La finance décentralisée (DeFi) émerge comme un nouveau théâtre d'opérations dans la bataille mondiale pour la suprématie financière.
La finance décentralisée (DeFi) émerge comme un nouveau théâtre d'opérations dans la bataille mondiale pour la suprématie financière. Cette technologie disruptive, basée sur la blockchain, représente une menace directe pour l'hégémonie du système financier traditionnel et la domination du dollar américain mais aussi directement la souveraineté des états au travers de leurs banques centrales.
Dans les couloirs feutrés des banques centrales, l'inquiétude monte. La DeFi, avec ses protocoles automatisés et ses contrats intelligents, commence à éroder les fondements mêmes du système financier international. Les chiffres sont éloquents : plus de 100 milliards de dollars d'actifs sont désormais verrouillés dans ces protocoles, créant un système parallèle qui échappe au contrôle des régulateurs traditionnels.
Pour alimenter ces nouveaux mécanismes, 150 milliards de dollars ont été digitalisés sur les blockchains (pour environ 300 millions d’euros) par de nouveaux acteurs comme Tether aujourd’hui plus rentable que Blackrock.
Les implications géostratégiques sont considérables. La Chine, déjà en avance avec son yuan numérique, observe avec attention cette révolution décentralisée. Les États-Unis, soucieux de maintenir leur influence sur le système SWIFT, multiplient les initiatives réglementaires. Le gouvernement élu de Trump semble avancer vers une introduction des crypto-actifs comme BTC dans la Réserve fédérale et une droit constitutionnel à l’auto-détention. Entre les deux, l'Europe cherche à établir sa position en utilisant son approche habituelle basée sur la réglementation notamment à travers MiCA (Markets in Crypto-Assets), consciente que l'enjeu dépasse largement la simple innovation financière. La Russie et ses alliés pourraient accélérer le déploiement de systèmes monétaires alternatifs grâce à la blockchain.

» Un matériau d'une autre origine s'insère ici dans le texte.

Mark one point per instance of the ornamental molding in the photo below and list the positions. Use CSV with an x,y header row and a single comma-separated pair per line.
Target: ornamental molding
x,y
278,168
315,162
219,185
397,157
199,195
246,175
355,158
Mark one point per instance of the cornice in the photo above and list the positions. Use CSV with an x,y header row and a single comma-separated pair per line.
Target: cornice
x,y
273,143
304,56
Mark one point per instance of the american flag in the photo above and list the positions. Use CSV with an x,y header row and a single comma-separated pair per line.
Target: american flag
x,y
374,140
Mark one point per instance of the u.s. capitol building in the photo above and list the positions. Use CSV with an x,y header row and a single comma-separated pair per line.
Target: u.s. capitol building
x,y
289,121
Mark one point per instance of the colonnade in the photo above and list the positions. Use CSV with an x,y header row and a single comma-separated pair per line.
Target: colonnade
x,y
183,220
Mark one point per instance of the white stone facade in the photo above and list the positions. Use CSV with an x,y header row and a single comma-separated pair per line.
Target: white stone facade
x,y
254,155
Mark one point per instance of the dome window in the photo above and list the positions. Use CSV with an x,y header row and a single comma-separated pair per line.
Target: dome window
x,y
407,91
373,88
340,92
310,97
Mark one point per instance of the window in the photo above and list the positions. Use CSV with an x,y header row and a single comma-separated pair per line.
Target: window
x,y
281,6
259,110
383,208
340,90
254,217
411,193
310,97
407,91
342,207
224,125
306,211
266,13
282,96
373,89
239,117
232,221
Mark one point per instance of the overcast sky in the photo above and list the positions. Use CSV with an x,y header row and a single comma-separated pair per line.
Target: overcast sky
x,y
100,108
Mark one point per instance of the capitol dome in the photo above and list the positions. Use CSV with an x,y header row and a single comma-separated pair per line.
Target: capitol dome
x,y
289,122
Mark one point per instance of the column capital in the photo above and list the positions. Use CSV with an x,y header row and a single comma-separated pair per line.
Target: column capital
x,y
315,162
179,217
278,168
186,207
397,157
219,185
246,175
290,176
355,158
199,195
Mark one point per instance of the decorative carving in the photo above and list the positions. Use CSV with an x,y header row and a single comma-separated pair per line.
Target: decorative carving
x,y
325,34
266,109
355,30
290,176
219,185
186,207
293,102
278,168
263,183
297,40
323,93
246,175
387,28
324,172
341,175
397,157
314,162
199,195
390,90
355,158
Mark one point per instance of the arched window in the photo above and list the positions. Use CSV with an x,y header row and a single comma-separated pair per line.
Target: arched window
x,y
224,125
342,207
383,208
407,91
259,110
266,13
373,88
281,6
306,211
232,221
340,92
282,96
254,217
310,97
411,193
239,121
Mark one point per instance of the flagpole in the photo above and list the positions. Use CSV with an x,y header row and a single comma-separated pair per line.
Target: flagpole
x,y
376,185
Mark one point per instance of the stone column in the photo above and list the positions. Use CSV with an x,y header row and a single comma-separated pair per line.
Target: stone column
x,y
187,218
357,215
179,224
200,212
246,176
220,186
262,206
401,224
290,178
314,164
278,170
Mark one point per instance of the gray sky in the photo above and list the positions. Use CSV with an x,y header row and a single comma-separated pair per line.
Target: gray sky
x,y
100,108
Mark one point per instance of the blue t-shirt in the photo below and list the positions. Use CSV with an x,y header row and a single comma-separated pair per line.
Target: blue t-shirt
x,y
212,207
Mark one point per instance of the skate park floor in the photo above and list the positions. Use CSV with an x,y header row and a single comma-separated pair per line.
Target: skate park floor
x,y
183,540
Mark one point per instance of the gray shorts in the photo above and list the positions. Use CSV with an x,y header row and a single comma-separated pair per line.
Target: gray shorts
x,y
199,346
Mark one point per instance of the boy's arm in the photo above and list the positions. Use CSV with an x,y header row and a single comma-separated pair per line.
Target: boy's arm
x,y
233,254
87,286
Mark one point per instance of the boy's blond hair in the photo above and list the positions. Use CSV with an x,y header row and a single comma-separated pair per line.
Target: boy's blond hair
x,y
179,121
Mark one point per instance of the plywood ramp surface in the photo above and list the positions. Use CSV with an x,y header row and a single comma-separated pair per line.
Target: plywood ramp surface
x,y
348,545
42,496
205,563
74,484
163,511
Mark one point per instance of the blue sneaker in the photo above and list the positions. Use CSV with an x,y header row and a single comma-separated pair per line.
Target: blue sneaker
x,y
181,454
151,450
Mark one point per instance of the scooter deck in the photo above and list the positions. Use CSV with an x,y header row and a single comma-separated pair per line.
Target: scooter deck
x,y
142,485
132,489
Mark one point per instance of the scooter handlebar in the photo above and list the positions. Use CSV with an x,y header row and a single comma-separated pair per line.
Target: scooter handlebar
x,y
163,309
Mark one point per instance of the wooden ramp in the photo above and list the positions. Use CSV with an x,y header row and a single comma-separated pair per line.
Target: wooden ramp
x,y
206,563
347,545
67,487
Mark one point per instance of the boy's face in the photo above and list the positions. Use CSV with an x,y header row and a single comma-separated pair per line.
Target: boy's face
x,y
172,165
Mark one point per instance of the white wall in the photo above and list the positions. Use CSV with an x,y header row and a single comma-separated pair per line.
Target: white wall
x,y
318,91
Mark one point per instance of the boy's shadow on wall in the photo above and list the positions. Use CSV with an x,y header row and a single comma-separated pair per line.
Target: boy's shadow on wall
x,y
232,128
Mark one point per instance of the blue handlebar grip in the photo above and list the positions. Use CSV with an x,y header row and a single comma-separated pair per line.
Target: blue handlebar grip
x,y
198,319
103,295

Pour garder le contrôle sur les capitaux, les États sont entrés dans une course effrénée pour développer des champions d’infrastructures blockchain nationales, gage de contrôle sur le futur des échanges financiers. Les principaux exchange centralisés, acteurs privés régulés permettant l’échange entre les monnaies de banques nationales et les cryptos, lancent leur propre blockchain aux USA (Base chez Coinbase et Ink chez Kraken), la Chine avec OKX. Ces nouveaux géants, après avoir bâti des fortunes en quelques années en donnant l’accès aux crypto au grand public, créent leur propre système numérique de conservation et d’échange d'actifs numériques.
À l'horizon 2025, nous pouvons anticiper une intensification des tensions autour de la régulation de la DeFi. Les États chercheront à reprendre le leadership sur les standards d’échange internationaux mais la nature décentralisée de ces systèmes rendra la tâche particulièrement complexe. La vraie bataille se jouera probablement sur le terrain de la gouvernance algorithmique et de la standardisation des protocoles. Les volumes augmentant, la capacité à taxer ces flux sera pour les États une question de survie de leur modèle économique.
La finance décentralisée n'est pas qu'une simple innovation technologique - c'est un nouveau paradigme qui redéfinit les rapports de force économiques mondiaux. Les nations qui sauront maîtriser et encadrer cette technologie disposeront d'un avantage stratégique considérable sur les capitaux dans un monde ou la finance “non bancaire” ou “shadow banking” représente déjà plus de la moitié des actifs financiers.